The ability to solve problems systematically is a very rare skill in every profession, even highly trained ones like medicine. (What’s up, doc?)
Coming from a family of hypochondriacs, I’ve seen my share of doctors over the years. It never ceases to amaze me, that whenever I get second opinions on particular symptoms, each doctor usually gives a very different diagnosis. While the specialists all trained in roughly the same way, mostly by rote memorizing, they vary widely with respect to problem solving. Usually it takes a few visits to find a specialist which can reason through their diagnosis. Even more rare: a doctor who is willing to think about a medical problem as a problem solving generalist, regardless of whether they specialize in anything.
My grandmom had the most robust approach. She always visited 3 doctors. With 3 independent opinions, she had a high chance of getting at least one good answer. Each one usually told her something new or different, so the visit wasn’t a waste of time. It also minimized any individual bias of a specific doctor, or any assumptions which distorted the problem.
Software development is less forgiving of muddled thinking. Programming problem-solving strategies typically go through multiple iterations for serious problems. Here’s one that I use in some form:
- come up with as many options as possible
- looking for completely different assumptions about the problem
- use those as a springboard for related ideas
- come up with a test to verify a hypothesis about where the problem or bug lies
- once I get a test to confirm the problem, design a solution which addresses it
- implement the change
- prove that the change addresses the problem by re-running the same test
When coding, there is almost always a simple way to solve a technical problem. It requires that you understand both your problem, and how the current code is failing you.

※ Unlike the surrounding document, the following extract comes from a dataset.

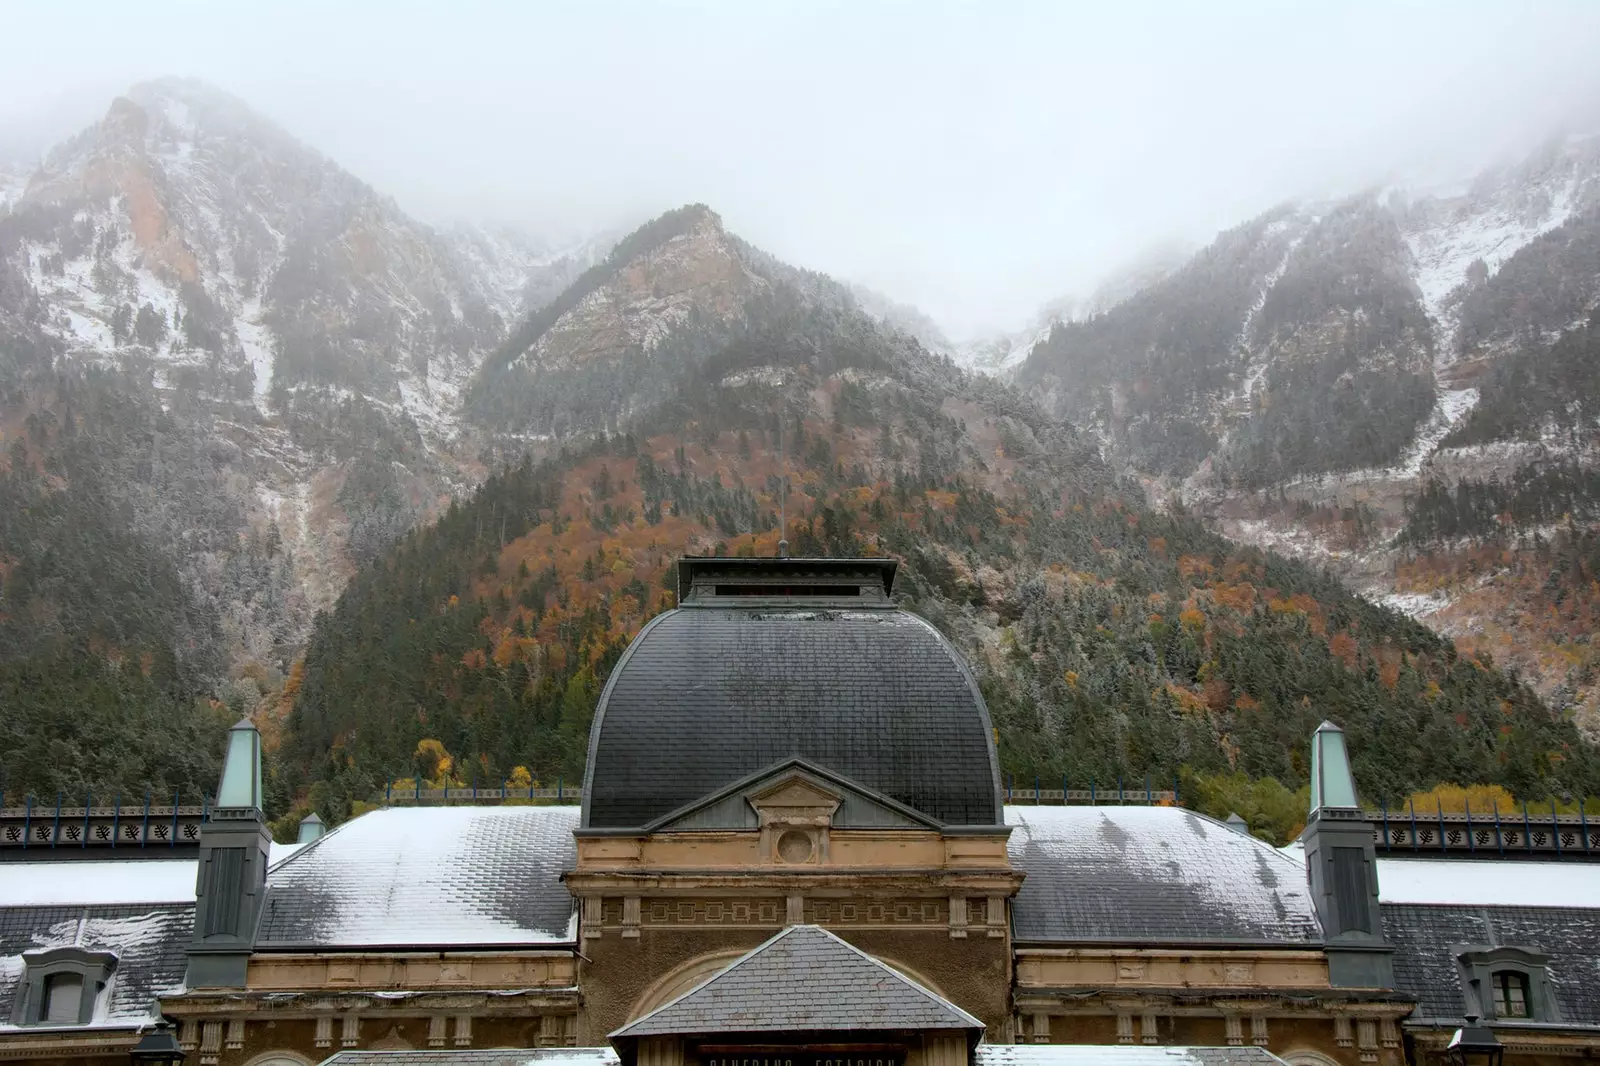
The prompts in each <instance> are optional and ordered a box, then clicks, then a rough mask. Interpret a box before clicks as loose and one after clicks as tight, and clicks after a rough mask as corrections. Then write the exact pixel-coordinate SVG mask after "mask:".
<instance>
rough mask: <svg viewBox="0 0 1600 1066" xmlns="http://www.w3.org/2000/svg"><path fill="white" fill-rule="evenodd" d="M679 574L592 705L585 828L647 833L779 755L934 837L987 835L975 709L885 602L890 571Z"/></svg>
mask: <svg viewBox="0 0 1600 1066" xmlns="http://www.w3.org/2000/svg"><path fill="white" fill-rule="evenodd" d="M678 567H680V600H682V603H683V605H682V607H678V608H677V610H672V611H667V613H664V615H661V616H658V618H656V619H654V621H651V623H650V624H648V626H645V629H643V631H642V632H640V634H638V637H635V639H634V642H632V645H629V650H627V651H626V653H624V655H622V658H621V661H619V663H618V664H616V669H614V671H613V672H611V680H610V682H608V683H606V688H605V693H602V696H600V703H598V706H597V707H595V719H594V727H592V730H590V735H589V767H587V771H586V779H584V812H582V828H584V829H640V828H645V826H648V824H651V823H653V821H658V820H661V818H662V816H666V815H670V813H674V812H675V810H678V808H682V807H685V805H688V804H691V802H694V800H698V799H701V797H706V795H707V794H710V792H715V791H717V789H720V787H723V786H728V784H733V783H736V781H741V779H744V778H749V776H752V775H755V773H758V771H762V770H765V768H768V767H773V765H774V763H779V762H784V760H789V759H795V757H798V759H805V760H806V762H810V763H813V765H818V767H822V768H826V770H832V771H834V773H837V775H840V776H843V778H846V779H850V781H853V783H854V784H859V786H864V787H867V789H872V791H875V792H880V794H883V795H888V797H890V799H894V800H898V802H901V804H904V805H907V807H912V808H915V810H918V812H922V813H923V815H928V816H930V818H934V820H938V821H941V823H946V824H958V826H973V824H979V826H997V824H1002V821H1003V812H1002V799H1000V773H998V762H997V759H995V747H994V733H992V727H990V723H989V711H987V707H986V706H984V701H982V696H981V695H979V693H978V685H976V683H974V682H973V677H971V674H970V672H968V671H966V664H965V663H963V661H962V658H960V655H958V653H957V651H955V648H952V647H950V643H949V642H947V640H946V639H944V637H942V635H941V634H939V632H938V631H936V629H934V627H933V626H931V624H928V623H926V621H923V619H922V618H917V616H915V615H910V613H907V611H902V610H899V608H896V607H894V605H893V603H891V602H890V599H888V591H890V587H891V584H893V576H894V563H893V562H890V560H866V559H862V560H821V559H803V560H795V559H685V560H680V563H678Z"/></svg>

Reducing the problem down to its simplest form, ideally where you can describe it in a sentence, helps you plan an angle of attack. Certainly when fixing bugs on pre-existing code, usually 95% of my time is spent diagnosing the problem. This is, of course, working on code without automated testing. Once I really know what the problem is, the fix is usually trivial.
If you define the problem correctly, you will have narrowed down potential causes to the critical essence of the problem, the 20% or less which is causing it. By narrowing your focus to only a few moving parts, it’s much easier to solve the problem. Sometimes this is even possible without code. Often it only requires a small change. Sometimes, you need to do a major overhaul, but if you know exactly what the problem is, you can confidently implement these changes.
In fact, finding this critical 20% is similar to prioritizing. What’s the main area I suspect? What class or method could be causing this? Once you have a guess or two about this, look for the critical 20% within the 20%, i.e. the top 4% of the problem’s causes. How can I test to confirm the exact location of the problem?